10 de maio de 2017

Deífilo Gurgel: o garimpeiro das sombras

                                                                                                                 

 

                                                                                                    Deífilo Gurgel - foto divulgação

Conheci o mestre Deífilo Gurgel na Universidade Federal do Rio Grande do Norte, fui seu aluno na disciplina de Folclore Brasileiro. Depois nos reencontramos na Fundação José Augusto, à época ele exercendo o cargo de Diretor de Promoções Culturais.
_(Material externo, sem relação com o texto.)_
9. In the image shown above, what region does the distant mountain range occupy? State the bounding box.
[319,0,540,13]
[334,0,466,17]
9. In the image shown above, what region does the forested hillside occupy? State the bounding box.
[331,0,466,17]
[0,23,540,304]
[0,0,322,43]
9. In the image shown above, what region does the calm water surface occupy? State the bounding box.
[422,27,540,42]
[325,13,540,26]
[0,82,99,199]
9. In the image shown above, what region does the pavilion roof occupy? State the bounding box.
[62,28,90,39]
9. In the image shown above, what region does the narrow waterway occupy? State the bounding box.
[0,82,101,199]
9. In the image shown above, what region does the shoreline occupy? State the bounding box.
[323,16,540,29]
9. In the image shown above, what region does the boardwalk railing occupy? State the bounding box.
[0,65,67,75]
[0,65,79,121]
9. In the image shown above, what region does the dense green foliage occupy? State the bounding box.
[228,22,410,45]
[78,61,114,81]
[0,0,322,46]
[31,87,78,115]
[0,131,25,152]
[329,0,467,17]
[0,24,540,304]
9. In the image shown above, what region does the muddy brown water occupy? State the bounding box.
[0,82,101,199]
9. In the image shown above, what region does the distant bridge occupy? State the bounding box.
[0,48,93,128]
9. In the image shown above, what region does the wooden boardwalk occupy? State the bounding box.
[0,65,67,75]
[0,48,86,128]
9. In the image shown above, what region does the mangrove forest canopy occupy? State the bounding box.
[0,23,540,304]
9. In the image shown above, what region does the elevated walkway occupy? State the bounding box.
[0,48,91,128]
Não foi difícil para o jovem estudante do curso de História acompanhar a dinâmica cultural do grande mestre do folclore potiguar, pois como seu aluno, demonstrei sensibilidade pelas coisas que o povo faz, pensa, sente, realiza, nos mais diferenciados contextos sociais. Antes, já havia conhecido o mestre Luís da Câmara Cascudo, sem entender sua grandeza e importância, nem muito menos sua vasta obra, um legado insuperável que o Rio Grande do Norte precisa conhecer no mínimo as mais importantes, que vai de Vaqueiros e Cantadores a História da Alimentação no Brasil. Depois, conheci Veríssimo de Melo com seu Folclore Infantil, livros e separatas que chega a mais de setenta títulos, sendo inúmeros outros ensaios e artigos publicados em revistas nacionais e estrangeiras.
Preciso deixar explicitado que não vou falar de Deífilo, o poeta, um dos mais importantes do Rio Grande do Norte. Ouvi em várias oportunidades o saudoso amigo Gilberto Avelino, outro consagrado poeta de quem tive a felicidade de gozar do clube de seus restritos amigos a seguinte expressão: “Prof. Severino, Deífilo Gurgel é um dos maiores sonetistas do Brasil”. Como ouvi também do próprio Deífilo, em nossas longas conversas no alpendre do casarão do Tirol, cuja temática não poderia ser outra senão o folclore potiguar: “Severino amigo, comecei minha vida intelectual escrevendo poemas e sonetos, mas, hoje, me considero muito mais folclorista do que poeta,  o folclore é minha vida, minha paixão, meu encanto. Por isto lhe peço nunca se afaste do folclore, tenho lido seus artigos no Jornal de Hoje, com algumas exceções, estão muito teóricos, baixe a bola, sente os pés no Rio Grande do Norte, que eu já estou muito mais pra lá do que pra cá”. Era o corretivo do velho e grande amigo que dedicou boa parte de sua vida pesquisando, divulgando, escrevendo, defendendo a rica e bela Cultura Popular do Rio Grande do Norte, encanto de Luís da Câmara Cascudo e Mário de Andrade.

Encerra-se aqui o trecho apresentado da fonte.